11.2 Quality of a fit
Building upon the discussion of the quality of the fit in Section 10.4, we can introduce a measure, based on the OLS criterion, (10.4), which is called either “Root Mean Squared Error” (RMSE) or a “standard error” or a “standard deviation of error” of the regression: \[\begin{equation} \hat{\sigma}^2 = \sqrt{\frac{1}{n-k} \sum_{j=1}^n e_j^2 }. \tag{11.15} \end{equation}\] The denominator of (11.15) contains the number of degrees of freedom in the model, \(n-k\), not the number of observations \(n\), so technically speaking this is not a “mean” any more. This is done to correct the in-sample bias (Section 6.3.1) of the measure. Standard error does not tell us much about the in-sample performance but can be used to compare several models with the same response variable between each other: the lower it is, the better the model fits the data, given the number of estimated parameters. However, this measure is not aware of the randomness in the true model (Section 1.1.1) and thus will be equal to zero in a model that fits the data perfectly (thus ignoring the existence of error term). This is a potential issue, as we might end up with a poor model that would seem like the best one.
Here is how this can be calculated for our model, estimated using alm()
function:
## [1] 30.56428
The value of RMSE does not provide any important insights on its own, but it can be compared to the RMSE of another model to decide, which one of the two fits the data better.
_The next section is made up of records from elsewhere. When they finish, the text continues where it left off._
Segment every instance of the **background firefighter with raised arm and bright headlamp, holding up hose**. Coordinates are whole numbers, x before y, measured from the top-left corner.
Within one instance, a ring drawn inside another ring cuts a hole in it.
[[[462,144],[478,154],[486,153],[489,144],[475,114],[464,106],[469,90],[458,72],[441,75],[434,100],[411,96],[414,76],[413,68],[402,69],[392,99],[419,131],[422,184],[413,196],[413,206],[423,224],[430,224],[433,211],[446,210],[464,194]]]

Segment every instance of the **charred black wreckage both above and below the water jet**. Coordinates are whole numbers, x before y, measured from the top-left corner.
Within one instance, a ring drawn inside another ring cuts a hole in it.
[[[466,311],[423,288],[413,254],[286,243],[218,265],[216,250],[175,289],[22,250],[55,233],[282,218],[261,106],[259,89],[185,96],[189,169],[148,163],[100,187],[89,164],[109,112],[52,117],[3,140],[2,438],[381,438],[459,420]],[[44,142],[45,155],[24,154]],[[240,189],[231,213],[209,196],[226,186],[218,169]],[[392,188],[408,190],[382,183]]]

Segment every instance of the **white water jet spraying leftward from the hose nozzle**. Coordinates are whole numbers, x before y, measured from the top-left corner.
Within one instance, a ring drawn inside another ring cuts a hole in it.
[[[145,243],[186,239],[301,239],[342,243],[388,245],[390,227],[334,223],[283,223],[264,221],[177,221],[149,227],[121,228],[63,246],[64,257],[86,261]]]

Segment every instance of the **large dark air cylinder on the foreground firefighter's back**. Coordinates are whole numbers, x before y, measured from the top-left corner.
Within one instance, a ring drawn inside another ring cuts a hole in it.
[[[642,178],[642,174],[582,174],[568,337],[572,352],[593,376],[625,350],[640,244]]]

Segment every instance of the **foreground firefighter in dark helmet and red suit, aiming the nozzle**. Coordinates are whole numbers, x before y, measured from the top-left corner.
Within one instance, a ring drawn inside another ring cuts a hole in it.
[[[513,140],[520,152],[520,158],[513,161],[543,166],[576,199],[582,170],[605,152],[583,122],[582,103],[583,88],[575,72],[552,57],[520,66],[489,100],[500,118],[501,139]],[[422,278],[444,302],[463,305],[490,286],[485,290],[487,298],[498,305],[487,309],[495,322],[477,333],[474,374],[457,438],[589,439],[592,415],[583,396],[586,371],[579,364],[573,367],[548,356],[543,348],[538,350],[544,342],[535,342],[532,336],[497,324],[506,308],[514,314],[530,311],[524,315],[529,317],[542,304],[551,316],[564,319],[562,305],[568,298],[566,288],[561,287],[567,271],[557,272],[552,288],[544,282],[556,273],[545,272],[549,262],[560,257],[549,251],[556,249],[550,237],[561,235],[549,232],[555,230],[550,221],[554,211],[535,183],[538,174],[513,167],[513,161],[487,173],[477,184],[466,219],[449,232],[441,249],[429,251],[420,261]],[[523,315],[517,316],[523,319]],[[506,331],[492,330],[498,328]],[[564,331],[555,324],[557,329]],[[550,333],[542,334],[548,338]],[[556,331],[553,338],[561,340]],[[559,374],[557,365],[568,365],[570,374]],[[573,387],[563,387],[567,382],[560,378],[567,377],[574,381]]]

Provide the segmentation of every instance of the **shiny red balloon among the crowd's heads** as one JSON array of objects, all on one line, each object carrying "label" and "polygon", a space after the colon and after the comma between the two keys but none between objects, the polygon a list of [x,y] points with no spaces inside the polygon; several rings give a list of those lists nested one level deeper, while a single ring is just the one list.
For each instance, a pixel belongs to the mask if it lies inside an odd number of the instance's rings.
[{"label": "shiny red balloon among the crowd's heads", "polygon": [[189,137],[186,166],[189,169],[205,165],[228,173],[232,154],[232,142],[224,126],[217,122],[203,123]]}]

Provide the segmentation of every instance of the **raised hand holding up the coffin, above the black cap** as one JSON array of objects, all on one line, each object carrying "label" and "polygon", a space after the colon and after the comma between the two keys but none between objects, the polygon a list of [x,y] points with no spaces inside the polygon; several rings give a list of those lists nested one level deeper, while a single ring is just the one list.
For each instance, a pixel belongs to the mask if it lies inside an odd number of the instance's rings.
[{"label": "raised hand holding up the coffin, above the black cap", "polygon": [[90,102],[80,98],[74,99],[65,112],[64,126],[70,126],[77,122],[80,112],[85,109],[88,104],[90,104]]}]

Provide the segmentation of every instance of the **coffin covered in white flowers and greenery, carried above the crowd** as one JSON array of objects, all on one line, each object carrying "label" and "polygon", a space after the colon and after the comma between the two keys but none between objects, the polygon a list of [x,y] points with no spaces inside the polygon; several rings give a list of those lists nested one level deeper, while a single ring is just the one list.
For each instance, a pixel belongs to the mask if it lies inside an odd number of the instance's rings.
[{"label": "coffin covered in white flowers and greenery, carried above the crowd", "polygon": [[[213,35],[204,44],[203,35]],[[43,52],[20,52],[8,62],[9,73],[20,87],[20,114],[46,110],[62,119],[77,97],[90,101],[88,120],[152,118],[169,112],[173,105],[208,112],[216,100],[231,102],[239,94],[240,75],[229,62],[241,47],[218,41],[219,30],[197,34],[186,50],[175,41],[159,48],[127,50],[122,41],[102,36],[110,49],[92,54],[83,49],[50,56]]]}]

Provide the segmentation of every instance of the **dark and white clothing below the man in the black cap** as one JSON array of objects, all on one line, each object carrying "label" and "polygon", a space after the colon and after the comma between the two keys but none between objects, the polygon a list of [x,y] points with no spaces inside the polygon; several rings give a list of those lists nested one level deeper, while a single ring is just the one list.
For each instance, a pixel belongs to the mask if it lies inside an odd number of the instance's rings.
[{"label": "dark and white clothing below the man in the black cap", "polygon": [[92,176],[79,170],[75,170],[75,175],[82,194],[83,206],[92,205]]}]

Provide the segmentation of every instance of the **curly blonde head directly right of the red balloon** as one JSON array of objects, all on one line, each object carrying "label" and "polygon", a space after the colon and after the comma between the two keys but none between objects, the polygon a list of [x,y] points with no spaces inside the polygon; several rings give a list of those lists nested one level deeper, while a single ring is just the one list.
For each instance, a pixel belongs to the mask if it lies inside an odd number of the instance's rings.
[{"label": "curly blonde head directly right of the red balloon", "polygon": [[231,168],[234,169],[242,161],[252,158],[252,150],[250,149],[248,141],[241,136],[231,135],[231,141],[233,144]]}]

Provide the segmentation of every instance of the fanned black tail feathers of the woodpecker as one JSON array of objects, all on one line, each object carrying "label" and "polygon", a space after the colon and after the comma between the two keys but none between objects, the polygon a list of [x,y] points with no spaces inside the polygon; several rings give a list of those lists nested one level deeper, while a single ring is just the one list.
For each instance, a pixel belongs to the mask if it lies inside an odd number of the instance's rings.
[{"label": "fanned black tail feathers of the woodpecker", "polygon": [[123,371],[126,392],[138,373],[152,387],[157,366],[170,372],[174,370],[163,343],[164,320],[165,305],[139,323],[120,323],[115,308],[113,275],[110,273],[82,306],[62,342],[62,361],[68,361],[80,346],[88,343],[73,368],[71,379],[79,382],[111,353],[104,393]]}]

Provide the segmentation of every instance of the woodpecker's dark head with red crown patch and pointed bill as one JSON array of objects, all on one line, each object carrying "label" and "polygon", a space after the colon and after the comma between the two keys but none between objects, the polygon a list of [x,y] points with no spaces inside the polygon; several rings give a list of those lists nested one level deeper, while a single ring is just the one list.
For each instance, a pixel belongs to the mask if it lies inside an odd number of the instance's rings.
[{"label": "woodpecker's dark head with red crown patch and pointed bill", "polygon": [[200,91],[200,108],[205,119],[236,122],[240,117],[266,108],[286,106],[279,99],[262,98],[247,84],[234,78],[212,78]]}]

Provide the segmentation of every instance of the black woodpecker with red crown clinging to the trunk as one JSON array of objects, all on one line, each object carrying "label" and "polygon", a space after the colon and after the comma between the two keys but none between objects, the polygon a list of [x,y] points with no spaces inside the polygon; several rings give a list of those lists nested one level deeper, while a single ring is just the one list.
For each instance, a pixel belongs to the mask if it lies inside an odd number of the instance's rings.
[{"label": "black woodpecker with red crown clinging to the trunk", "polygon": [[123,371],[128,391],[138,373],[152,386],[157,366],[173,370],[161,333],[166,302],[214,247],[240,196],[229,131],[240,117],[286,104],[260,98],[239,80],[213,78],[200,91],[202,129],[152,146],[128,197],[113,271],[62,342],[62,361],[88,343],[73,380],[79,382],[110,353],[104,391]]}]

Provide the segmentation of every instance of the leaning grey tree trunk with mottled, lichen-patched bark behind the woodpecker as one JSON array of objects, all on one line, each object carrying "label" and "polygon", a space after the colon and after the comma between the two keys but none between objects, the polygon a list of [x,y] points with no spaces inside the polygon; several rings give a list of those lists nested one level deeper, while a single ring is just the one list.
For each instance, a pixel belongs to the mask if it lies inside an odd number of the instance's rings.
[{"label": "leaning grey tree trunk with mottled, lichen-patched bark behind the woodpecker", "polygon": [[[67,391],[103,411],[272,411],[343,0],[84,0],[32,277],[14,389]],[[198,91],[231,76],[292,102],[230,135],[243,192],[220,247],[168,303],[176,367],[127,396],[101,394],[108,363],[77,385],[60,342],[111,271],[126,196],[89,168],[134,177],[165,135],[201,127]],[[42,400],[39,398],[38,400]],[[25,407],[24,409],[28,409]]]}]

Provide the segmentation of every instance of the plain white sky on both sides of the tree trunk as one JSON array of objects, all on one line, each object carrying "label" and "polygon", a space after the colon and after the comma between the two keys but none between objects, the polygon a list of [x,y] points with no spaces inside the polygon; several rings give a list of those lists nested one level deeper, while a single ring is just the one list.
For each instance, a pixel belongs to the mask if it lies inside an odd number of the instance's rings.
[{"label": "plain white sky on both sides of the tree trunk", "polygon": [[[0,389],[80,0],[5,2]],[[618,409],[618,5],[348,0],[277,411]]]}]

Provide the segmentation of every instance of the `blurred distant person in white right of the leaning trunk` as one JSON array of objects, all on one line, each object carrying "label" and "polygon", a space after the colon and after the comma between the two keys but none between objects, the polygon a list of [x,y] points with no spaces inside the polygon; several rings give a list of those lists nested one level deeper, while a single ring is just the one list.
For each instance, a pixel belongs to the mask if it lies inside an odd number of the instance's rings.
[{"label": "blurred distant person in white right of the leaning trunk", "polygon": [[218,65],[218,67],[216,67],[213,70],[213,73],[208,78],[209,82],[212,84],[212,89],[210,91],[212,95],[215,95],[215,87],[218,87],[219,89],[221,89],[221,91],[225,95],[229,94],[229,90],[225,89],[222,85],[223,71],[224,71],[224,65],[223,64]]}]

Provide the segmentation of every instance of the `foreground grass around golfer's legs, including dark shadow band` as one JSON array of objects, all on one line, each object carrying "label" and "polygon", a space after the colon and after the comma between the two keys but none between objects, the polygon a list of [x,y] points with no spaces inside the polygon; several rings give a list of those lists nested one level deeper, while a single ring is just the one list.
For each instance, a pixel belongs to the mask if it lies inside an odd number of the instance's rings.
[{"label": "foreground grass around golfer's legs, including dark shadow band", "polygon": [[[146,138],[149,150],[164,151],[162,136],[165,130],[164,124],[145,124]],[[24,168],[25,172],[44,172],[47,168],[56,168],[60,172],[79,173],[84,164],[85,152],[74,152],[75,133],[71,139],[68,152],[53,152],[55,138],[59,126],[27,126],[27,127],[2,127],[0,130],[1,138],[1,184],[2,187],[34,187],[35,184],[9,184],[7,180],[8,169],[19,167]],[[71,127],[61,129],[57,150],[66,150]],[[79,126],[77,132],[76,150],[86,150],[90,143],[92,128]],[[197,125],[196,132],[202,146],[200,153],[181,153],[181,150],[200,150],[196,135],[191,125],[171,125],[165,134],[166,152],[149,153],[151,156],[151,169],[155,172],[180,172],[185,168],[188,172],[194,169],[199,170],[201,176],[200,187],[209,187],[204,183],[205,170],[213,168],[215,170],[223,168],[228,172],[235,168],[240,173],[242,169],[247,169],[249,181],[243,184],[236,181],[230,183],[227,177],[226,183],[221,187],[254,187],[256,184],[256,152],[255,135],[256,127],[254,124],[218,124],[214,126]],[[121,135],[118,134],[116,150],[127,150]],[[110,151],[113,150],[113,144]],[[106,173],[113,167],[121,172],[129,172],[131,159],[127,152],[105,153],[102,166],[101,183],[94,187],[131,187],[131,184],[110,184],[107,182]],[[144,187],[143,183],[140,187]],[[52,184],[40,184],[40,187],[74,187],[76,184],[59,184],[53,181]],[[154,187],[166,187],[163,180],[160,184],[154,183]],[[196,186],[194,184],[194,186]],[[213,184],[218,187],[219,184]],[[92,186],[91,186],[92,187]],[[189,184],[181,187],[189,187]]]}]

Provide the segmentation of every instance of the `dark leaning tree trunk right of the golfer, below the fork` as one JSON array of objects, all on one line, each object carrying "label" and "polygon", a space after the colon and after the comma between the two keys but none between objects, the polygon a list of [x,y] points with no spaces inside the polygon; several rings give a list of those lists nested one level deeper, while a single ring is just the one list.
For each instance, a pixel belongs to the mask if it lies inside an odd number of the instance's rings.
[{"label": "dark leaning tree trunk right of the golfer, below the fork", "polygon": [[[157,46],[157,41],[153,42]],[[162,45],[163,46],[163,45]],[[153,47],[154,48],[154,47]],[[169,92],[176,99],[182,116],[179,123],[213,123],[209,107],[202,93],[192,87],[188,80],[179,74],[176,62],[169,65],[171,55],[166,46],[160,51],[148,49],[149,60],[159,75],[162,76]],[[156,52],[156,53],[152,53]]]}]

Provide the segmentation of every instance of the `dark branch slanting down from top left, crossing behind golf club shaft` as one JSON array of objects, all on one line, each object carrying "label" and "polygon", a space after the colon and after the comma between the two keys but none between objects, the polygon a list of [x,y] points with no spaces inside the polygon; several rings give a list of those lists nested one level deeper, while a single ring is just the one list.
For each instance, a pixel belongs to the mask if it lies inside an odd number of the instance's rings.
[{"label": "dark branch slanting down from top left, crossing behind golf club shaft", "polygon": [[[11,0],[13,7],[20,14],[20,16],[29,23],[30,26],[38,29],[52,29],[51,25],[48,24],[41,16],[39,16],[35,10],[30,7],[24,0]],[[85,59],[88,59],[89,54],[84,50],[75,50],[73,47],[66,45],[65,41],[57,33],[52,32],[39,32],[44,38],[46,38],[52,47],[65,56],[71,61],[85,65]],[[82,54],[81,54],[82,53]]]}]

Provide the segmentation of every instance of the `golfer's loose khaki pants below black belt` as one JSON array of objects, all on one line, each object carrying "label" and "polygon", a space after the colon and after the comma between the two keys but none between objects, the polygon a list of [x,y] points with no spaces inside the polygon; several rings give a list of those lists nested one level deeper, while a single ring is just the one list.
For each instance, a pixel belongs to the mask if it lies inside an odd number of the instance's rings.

Similarly to the simple linear regression, we can calculate the R\(^2\) (see Section 10.4). The problem is that the value of coefficient of determination would always increase with the increase of number of variables included in the model. This is because every variable will explain some proportion of the data due to randomness. So, if we add redundant variables, the fit will improve, but the quality of model will deteriorate. Here is an example:
# Record number of observations
n <- nobs(costsModel02)
# Generate white noise
SBA_Chapter_11_Costs$noise <- rnorm(n,0,10)
# Add it to the model
costsModel02WithNoise <- alm(overall~size+materials+projects+year+noise,
SBA_Chapter_11_Costs, loss="MSE")
The code above introduces a new variable, noise
, which has nothing to do with the overall
costs. We would expect that this variable would not bring value to the model. And here is the value of determination coefficient of the new model:
## [1] 0.8029458
Compare it with the previous one:
## [1] 0.8016625
The value in the new model will always be higher than in the previous one (or equal to it in some very special cases), no matter how we generate the random fluctuations. This means that some sort of penalisation of the number of estimated parameters is required to make the measure more reasonable. This is what adjusted coefficient of determination does: \[\begin{equation} R^2_{adj} = 1 - \frac{\hat{\sigma}^2}{\mathrm{V}(y)} = 1 - \frac{(n-1)\mathrm{SSE}}{(n-k)\mathrm{SST}} . \tag{11.16} \end{equation}\] So, instead of dividing sums of squares, in the adjusted R\(^2\) we divide the entities that are based on degrees of freedom. Given the presence of \(k\) in the formula (11.16), the coefficient will not necessarily increase with the addition of variables – when the variable does not contribute in the reduction of SSE of model substantially, R\(^2\) will not go up. Furthermore, if one model has higher \(\hat{\sigma}^2\) than the other one, then the R\(^2_{adj}\) of that model will be lower, which becomes apparent, given that we have \(-\hat{\sigma}^2\) in the formula (11.16).
Here how the adjusted R\(^2\) can be calculated for a model in R:
setNames(c(1 - sigma(costsModel02)^2 / var(actuals(costsModel02)),
1 - sigma(costsModel02WithNoise)^2 / var(actuals(costsModel02WithNoise))),
c("R^2-adj","R^2-adj, Noise"))
## R^2-adj R^2-adj, Noise
## 0.7874955 0.7850317
What we will typically see in the output above is that the model with the noise will have a lower value of adjusted R\(^2\) than the model without it. However, given that we deal with randomness, if you reproduce this example many times, you will see different situation, including those, where introducing noise still increases the value of the parameter just due to pure chance. So, you should not fully trust R\(^2_{adj}\) either. When constructing a model or deciding what to include in it, you should always use your judgement - make sure that the variables included in the model are meaningful. Otherwise you can easily overfit the data, which would lead to inefficient estimates of parameters (see Section 15 for details) and inaccurate forecasts.